Candela va aprendiendo castellano sin necesidad de cursos en línea ni libros de ejercicios, de una manera natural e imparable. Alrededor algunos padres se esfuerzan en hablar a los niños en inglés para fomentar su bilingüismo, y parece buena idea: no tendrán que pasar por ese aprendizaje de la lengua franca por el que pasamos todos y que no siempre acaba de forma satisfactoria. Como en esos países centroeuropeos y escandinavos, donde todo el mundo es prácticamente bilingüe. Lo he intentado, pero la lengua de Cervantes, hablada por no sé cuántos millones de personas, la mejor para hablar con Dios, como presumen sus propagandistas, acaba abriéndose paso inevitablemente. Tampoco sabemos si tiene sentido aprender inglés de un no nativo, nos hace gracia ver a padres dirigirse a sus hijos en un inglés macarrónico. Saldrán hijos que hablen inglés macarrónico nativo. Pero seguro que sirve: en España hemos sido cosmopaletos, riéndonos de los acentos imperfectos, cuando lo importante, como saben en otros lugares, es comunicarse, no clavar la flema británica.
Me llama la atención cómo aprende palabras de los cuentos y cómo luego su cerebro sabe pasar del dibujo bidimensional sobre la página al objeto tridimensional en la realidad. Es decir, ya es capaz de diferenciar entre una cosa y su abstracción. No siempre lo hace correctamente. Un día ve un perro blanco con manchas negras por la calle y dice, con su vocecita tan aguda:
- ¡Mira, mamá, una vaca!
Conocí hace poco la obra del poeta estadounidense Kenneth Koch (la publica la editorial Kriller71), que se dedicaba a enseñar en las bibliotecas públicas de Nueva York la poesía a niños algo más mayores que Candela. Resulta que Koch, un hombre sonriente que escribía poemas profundos y divertidos, no le ofrecía a los pequeños poesía infantil, sino poemas de algunos de los autores más complejos, como T.S. Eliot, William Carlos Williams, Wallace Stevens o John Ashbery. Poemas que a los adultos nos resultan difíciles y que, por ello, a mucha gente no le resultan agradables: ¡es que no se entiende nada!

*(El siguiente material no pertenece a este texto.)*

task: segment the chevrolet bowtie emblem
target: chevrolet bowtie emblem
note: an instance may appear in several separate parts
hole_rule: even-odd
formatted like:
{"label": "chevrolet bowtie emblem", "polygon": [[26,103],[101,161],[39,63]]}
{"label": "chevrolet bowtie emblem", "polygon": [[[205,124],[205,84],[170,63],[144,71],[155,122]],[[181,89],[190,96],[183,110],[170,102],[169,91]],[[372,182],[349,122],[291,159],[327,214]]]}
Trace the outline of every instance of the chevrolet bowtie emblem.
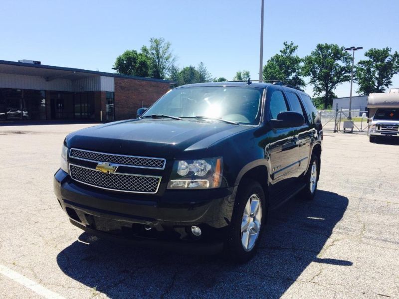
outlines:
{"label": "chevrolet bowtie emblem", "polygon": [[96,170],[100,170],[104,173],[110,173],[111,172],[115,172],[117,168],[117,166],[112,165],[111,163],[100,162],[97,164]]}

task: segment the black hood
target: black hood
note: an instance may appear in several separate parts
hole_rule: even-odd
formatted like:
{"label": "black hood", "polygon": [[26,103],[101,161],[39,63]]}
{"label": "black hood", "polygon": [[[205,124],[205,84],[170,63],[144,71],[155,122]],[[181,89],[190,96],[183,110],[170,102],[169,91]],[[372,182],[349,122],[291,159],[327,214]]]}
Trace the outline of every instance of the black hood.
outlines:
{"label": "black hood", "polygon": [[66,141],[68,148],[174,158],[184,151],[206,149],[249,128],[217,121],[137,119],[84,129],[69,135]]}

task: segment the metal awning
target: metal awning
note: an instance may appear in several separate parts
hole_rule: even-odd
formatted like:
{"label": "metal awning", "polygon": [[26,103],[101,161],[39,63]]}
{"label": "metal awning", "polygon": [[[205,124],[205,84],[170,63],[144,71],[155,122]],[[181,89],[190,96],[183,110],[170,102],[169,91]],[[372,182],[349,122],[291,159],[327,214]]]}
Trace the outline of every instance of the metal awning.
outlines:
{"label": "metal awning", "polygon": [[54,69],[22,65],[18,65],[16,67],[15,65],[3,64],[0,64],[0,73],[39,76],[44,78],[47,81],[55,79],[66,79],[74,80],[96,76],[95,74],[78,72],[73,70]]}

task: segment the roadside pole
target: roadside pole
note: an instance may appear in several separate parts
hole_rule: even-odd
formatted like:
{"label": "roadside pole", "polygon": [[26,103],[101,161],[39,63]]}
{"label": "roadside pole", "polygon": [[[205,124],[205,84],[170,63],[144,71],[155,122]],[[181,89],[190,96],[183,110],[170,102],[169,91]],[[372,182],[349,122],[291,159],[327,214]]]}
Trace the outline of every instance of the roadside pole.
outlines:
{"label": "roadside pole", "polygon": [[337,119],[338,118],[338,103],[337,103],[337,107],[335,108],[335,121],[334,122],[334,133],[336,133],[337,132],[337,125],[338,124],[337,123]]}
{"label": "roadside pole", "polygon": [[263,80],[263,1],[262,0],[262,8],[260,13],[260,53],[259,62],[259,79]]}

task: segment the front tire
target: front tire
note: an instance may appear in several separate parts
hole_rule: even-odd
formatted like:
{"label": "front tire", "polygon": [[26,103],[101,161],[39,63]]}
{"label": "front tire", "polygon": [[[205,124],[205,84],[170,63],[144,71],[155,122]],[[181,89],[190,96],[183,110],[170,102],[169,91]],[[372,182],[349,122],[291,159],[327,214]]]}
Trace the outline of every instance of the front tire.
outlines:
{"label": "front tire", "polygon": [[312,154],[309,169],[305,175],[306,185],[300,193],[301,198],[305,200],[312,200],[314,198],[316,192],[317,191],[320,169],[320,163],[319,157]]}
{"label": "front tire", "polygon": [[267,220],[265,201],[263,189],[257,181],[244,179],[240,183],[225,244],[234,261],[247,262],[256,252]]}

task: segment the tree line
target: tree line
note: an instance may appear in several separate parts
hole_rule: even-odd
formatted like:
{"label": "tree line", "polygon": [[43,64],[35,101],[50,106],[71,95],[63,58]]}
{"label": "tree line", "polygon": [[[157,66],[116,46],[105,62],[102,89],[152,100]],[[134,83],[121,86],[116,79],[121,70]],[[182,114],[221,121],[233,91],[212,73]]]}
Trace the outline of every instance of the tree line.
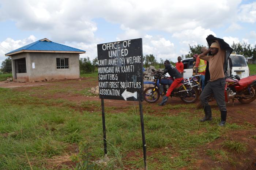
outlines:
{"label": "tree line", "polygon": [[[182,55],[181,57],[183,58],[187,58],[193,57],[195,54],[199,54],[202,53],[201,49],[203,46],[198,44],[193,46],[189,46],[189,52],[188,54],[185,56]],[[256,44],[254,46],[252,46],[250,44],[245,42],[235,43],[234,42],[231,45],[231,48],[233,49],[233,52],[237,54],[242,55],[246,58],[252,57],[253,60],[256,60]]]}
{"label": "tree line", "polygon": [[[199,54],[201,53],[201,49],[203,45],[198,44],[197,45],[189,46],[189,51],[188,54],[185,55],[182,55],[182,58],[187,58],[193,57],[195,54]],[[242,55],[245,58],[252,57],[253,60],[256,60],[256,45],[252,46],[251,44],[246,42],[238,42],[233,44],[231,45],[233,49],[233,52],[236,54]],[[178,56],[177,56],[178,57]],[[160,62],[157,61],[155,56],[153,54],[147,54],[143,56],[143,63],[144,67],[148,67],[150,65],[159,65],[159,68],[163,67],[164,60],[162,58],[160,59]],[[175,65],[175,63],[169,60],[171,63]],[[96,57],[90,60],[89,57],[80,58],[79,61],[80,72],[82,73],[89,73],[97,71],[98,66],[98,59]],[[0,68],[0,73],[10,73],[12,72],[11,59],[8,57],[2,63]]]}

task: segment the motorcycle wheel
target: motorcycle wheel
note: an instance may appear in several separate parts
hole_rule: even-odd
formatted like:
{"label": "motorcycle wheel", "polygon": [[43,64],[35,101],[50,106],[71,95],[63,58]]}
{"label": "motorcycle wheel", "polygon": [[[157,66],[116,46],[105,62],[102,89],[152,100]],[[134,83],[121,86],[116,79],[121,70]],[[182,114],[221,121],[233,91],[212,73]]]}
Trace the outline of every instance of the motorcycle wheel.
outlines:
{"label": "motorcycle wheel", "polygon": [[193,96],[188,97],[181,97],[180,99],[186,103],[194,103],[196,101],[199,97],[198,90],[197,88],[193,87],[192,88],[192,90],[190,91],[189,92],[192,94]]}
{"label": "motorcycle wheel", "polygon": [[155,91],[152,94],[154,87],[148,87],[143,92],[143,95],[145,101],[148,103],[155,103],[160,97],[160,92],[158,89],[156,88]]}
{"label": "motorcycle wheel", "polygon": [[251,94],[254,94],[254,96],[247,99],[242,98],[238,99],[238,101],[242,103],[249,103],[256,99],[256,86],[253,86],[251,87]]}

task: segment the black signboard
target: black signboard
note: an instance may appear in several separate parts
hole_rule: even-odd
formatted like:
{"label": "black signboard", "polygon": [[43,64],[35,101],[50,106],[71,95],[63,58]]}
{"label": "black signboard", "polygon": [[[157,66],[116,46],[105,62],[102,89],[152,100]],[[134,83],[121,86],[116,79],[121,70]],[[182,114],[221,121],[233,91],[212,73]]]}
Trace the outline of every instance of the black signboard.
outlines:
{"label": "black signboard", "polygon": [[143,100],[142,39],[97,45],[99,98]]}

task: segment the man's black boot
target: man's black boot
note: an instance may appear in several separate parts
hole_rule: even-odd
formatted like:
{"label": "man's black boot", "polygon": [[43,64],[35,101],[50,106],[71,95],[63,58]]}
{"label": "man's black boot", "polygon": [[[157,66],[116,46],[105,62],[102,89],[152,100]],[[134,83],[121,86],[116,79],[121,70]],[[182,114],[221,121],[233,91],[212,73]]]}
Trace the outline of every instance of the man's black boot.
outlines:
{"label": "man's black boot", "polygon": [[205,116],[202,119],[200,119],[199,121],[201,122],[203,122],[206,121],[211,121],[212,119],[211,117],[211,106],[210,105],[204,106],[204,110]]}
{"label": "man's black boot", "polygon": [[162,100],[162,102],[158,104],[159,106],[163,106],[165,104],[165,103],[166,102],[167,100],[168,100],[168,97],[165,95],[163,97],[163,99]]}
{"label": "man's black boot", "polygon": [[226,123],[226,119],[227,118],[227,111],[221,111],[221,121],[219,124],[219,126],[223,126],[225,125]]}

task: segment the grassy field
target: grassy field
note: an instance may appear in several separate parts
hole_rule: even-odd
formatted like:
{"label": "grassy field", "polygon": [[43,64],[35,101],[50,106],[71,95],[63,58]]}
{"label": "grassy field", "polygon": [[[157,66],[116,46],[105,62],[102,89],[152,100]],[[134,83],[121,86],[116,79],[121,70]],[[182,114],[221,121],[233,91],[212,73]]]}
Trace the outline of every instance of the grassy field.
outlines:
{"label": "grassy field", "polygon": [[[97,76],[81,75],[94,79]],[[143,168],[138,106],[105,107],[110,159],[105,165],[97,165],[94,161],[104,158],[99,101],[76,102],[50,97],[83,94],[84,90],[74,89],[72,81],[51,83],[50,86],[0,88],[0,170]],[[90,79],[75,83],[83,81]],[[236,123],[218,127],[219,113],[215,109],[212,121],[199,123],[203,111],[195,110],[194,104],[155,107],[159,106],[143,105],[149,170],[198,169],[200,148],[248,128],[247,124]],[[205,152],[214,161],[235,166],[238,160],[233,152],[246,151],[246,144],[227,139],[219,148]]]}
{"label": "grassy field", "polygon": [[250,75],[256,74],[256,64],[248,64],[250,70]]}

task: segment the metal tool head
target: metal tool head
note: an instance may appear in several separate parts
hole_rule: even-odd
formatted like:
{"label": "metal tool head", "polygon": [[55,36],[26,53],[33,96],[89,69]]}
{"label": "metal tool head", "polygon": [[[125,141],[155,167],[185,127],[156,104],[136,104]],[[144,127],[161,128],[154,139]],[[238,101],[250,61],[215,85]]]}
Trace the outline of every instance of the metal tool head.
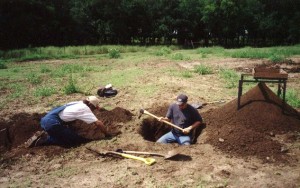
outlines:
{"label": "metal tool head", "polygon": [[180,152],[181,152],[181,150],[179,148],[168,151],[168,153],[165,155],[165,159],[170,159],[170,158],[180,154]]}
{"label": "metal tool head", "polygon": [[139,113],[138,118],[140,119],[143,114],[144,114],[144,109],[140,109],[140,113]]}

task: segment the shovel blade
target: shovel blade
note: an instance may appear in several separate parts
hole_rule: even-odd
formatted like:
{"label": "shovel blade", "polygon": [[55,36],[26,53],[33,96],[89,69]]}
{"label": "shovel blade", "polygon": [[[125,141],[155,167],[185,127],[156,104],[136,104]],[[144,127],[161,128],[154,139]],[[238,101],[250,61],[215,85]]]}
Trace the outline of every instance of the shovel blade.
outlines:
{"label": "shovel blade", "polygon": [[180,152],[181,152],[181,150],[179,148],[168,151],[168,153],[165,155],[165,159],[170,159],[170,158],[180,154]]}

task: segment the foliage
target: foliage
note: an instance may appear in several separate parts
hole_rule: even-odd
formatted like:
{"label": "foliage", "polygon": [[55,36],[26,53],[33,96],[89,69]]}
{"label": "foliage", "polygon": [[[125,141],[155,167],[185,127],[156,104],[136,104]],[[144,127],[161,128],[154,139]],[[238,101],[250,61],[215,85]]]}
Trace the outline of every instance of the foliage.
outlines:
{"label": "foliage", "polygon": [[157,56],[165,56],[165,55],[170,54],[171,52],[172,52],[172,50],[170,48],[162,47],[158,51],[155,52],[155,55],[157,55]]}
{"label": "foliage", "polygon": [[118,59],[121,57],[120,55],[120,51],[118,49],[109,49],[108,50],[108,54],[109,54],[109,57],[112,58],[112,59]]}
{"label": "foliage", "polygon": [[35,85],[42,83],[41,77],[35,73],[29,73],[27,75],[27,79],[30,83],[35,84]]}
{"label": "foliage", "polygon": [[0,69],[7,69],[7,65],[0,61]]}
{"label": "foliage", "polygon": [[286,101],[295,108],[300,108],[300,93],[296,90],[291,89],[286,92]]}
{"label": "foliage", "polygon": [[64,87],[64,93],[69,95],[72,93],[79,93],[80,90],[76,85],[76,80],[73,78],[73,75],[70,74],[68,84]]}
{"label": "foliage", "polygon": [[[299,10],[294,0],[3,0],[0,50],[95,44],[291,45],[300,42]],[[93,55],[105,49],[69,50]]]}
{"label": "foliage", "polygon": [[235,88],[237,87],[239,75],[236,71],[232,69],[220,69],[219,75],[226,81],[226,88]]}
{"label": "foliage", "polygon": [[200,74],[200,75],[206,75],[206,74],[212,74],[213,73],[213,70],[211,67],[207,66],[207,65],[203,65],[203,64],[200,64],[200,65],[196,65],[194,67],[195,69],[195,72]]}
{"label": "foliage", "polygon": [[56,93],[55,88],[42,86],[42,87],[36,88],[34,95],[38,96],[38,97],[48,97],[55,93]]}

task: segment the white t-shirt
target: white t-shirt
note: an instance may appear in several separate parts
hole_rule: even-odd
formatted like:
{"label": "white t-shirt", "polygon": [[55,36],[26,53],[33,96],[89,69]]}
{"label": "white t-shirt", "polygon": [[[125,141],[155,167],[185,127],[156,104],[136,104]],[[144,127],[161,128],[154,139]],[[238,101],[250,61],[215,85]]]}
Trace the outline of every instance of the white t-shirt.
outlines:
{"label": "white t-shirt", "polygon": [[69,122],[78,119],[84,121],[87,124],[94,123],[98,120],[91,109],[82,101],[71,102],[68,104],[72,105],[67,106],[58,114],[61,120]]}

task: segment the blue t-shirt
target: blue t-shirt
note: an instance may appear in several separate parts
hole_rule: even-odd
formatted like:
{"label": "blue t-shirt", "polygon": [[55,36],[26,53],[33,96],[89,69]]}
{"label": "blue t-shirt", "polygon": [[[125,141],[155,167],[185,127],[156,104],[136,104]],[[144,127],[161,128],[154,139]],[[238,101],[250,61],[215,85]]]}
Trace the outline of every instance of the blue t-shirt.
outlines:
{"label": "blue t-shirt", "polygon": [[[196,121],[202,122],[202,117],[198,110],[189,104],[187,104],[187,107],[183,110],[181,110],[176,103],[170,105],[166,117],[171,119],[173,124],[183,129],[191,126]],[[176,128],[173,128],[172,132],[177,136],[184,135],[181,130]]]}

El hallazgo de Koch fue que los niños entraban perfectamente en esas poéticas, porque todavía no estaban dominados por la dictadura del significado. No les importaba tanto qué significaba el poema, sino las imágenes que sugerían, su sonoridad. No como un texto solemne, como tantas veces los consideramos los adultos, sino como un juego. “Un hombre y una mujer son uno. Un hombre y una mujer y un mirlo son uno”, escribió Wallace Stevens. “El único emperador es el emperador de los helados”, también escribió. Versos que para un adulto suponen un reto, pero que, para un niño, con su lógica borrosa y surreal, pueden suponer una vistosa diversión. Me muero de ganas de que Candela crezca un poco y poder enseñarle los poemas más extraños.